72. A method of mapping chromatin DNA complexes, comprising:

(a) determining the amplified DNA sequences using a method of claim 38, and

(b) analyzing the amplified DNA sequences.

73. The method of claim 71 or 72, wherein a means of analyzing the amplified DNA sequences comprises a ChIA-DropBox pipeline method.

74. A method of ChIA-DropBox pipeline sequence analysis, comprising:

(a) reading the sequence data generated using a method of claims 2;

(b) identifying one or more of the barcodes on the barcoded chromatin DNA based on the reading;

(c) calling of GEMS based on the barcode identification;

(d) identifying significant chromatin DNA complexes; and

(e) visualizing the data obtained in (d).

75. A method of ChIA-DropBox pipeline sequence analysis, comprising:

(a) reading the sequence data generated using a method of claim 38;

(c) calling of GEMS based on the barcode identification;

(d) identifying significant chromatin DNA complexes; and

(e) visualizing the data obtained in (d).

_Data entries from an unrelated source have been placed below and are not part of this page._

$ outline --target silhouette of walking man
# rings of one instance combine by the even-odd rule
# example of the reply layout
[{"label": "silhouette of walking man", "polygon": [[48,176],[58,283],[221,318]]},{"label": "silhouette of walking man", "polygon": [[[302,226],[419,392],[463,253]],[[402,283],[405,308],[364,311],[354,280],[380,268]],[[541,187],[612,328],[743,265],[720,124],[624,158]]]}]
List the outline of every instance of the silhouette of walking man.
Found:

76. A method of a single-cell chromatin identification, the method comprising:

(a) preparing a plurality of single-cell gel beads, each comprising a cell nucleus of a single cell, wherein the cell nucleus comprises chromatin DNA complexes;

(b) digesting the chromatin DNA complexes into chromatin DNA fragments;

(c) mixing the single-cell gel beads comprising the chromatin DNA fragments with:

(i) a plurality of a second gel bead, each comprising a plurality of an indexed barcode linker comprising a barcode indexed to the single cell; and

(ii) reagents comprising an enzyme capable of ligating the barcodes to the chromatin DNA fragments,

(d) partitioning the single-cell gel beads and the second gel beads in the mixture into individual single-cell droplets comprising at least one of the single-cell gel beads and at least one of the second gel beads; and

(e) releasing the indexed barcode linkers within each single-cell droplet, wherein the released single-cell indexed barcode linkers add one of the indexed single-cell barcodes to a chromatin DNA fragment in the single-cell droplet, thereby generating indexed single-cell barcoded chromatin DNA fragments, wherein the chromatin DNA from the single cell is identified by the presence of the chromatin DNA fragments comprising the indexed single-cell barcode.

77. The method of claim 76, further comprising determining a chromatin DNA interaction in the single cell at a single-molecule level.

78. The method of claim 77, wherein a means of determining the chromatin DNA interaction at the single molecule level comprises a Chia-PET, Hi-C, or a ChIA-drop method.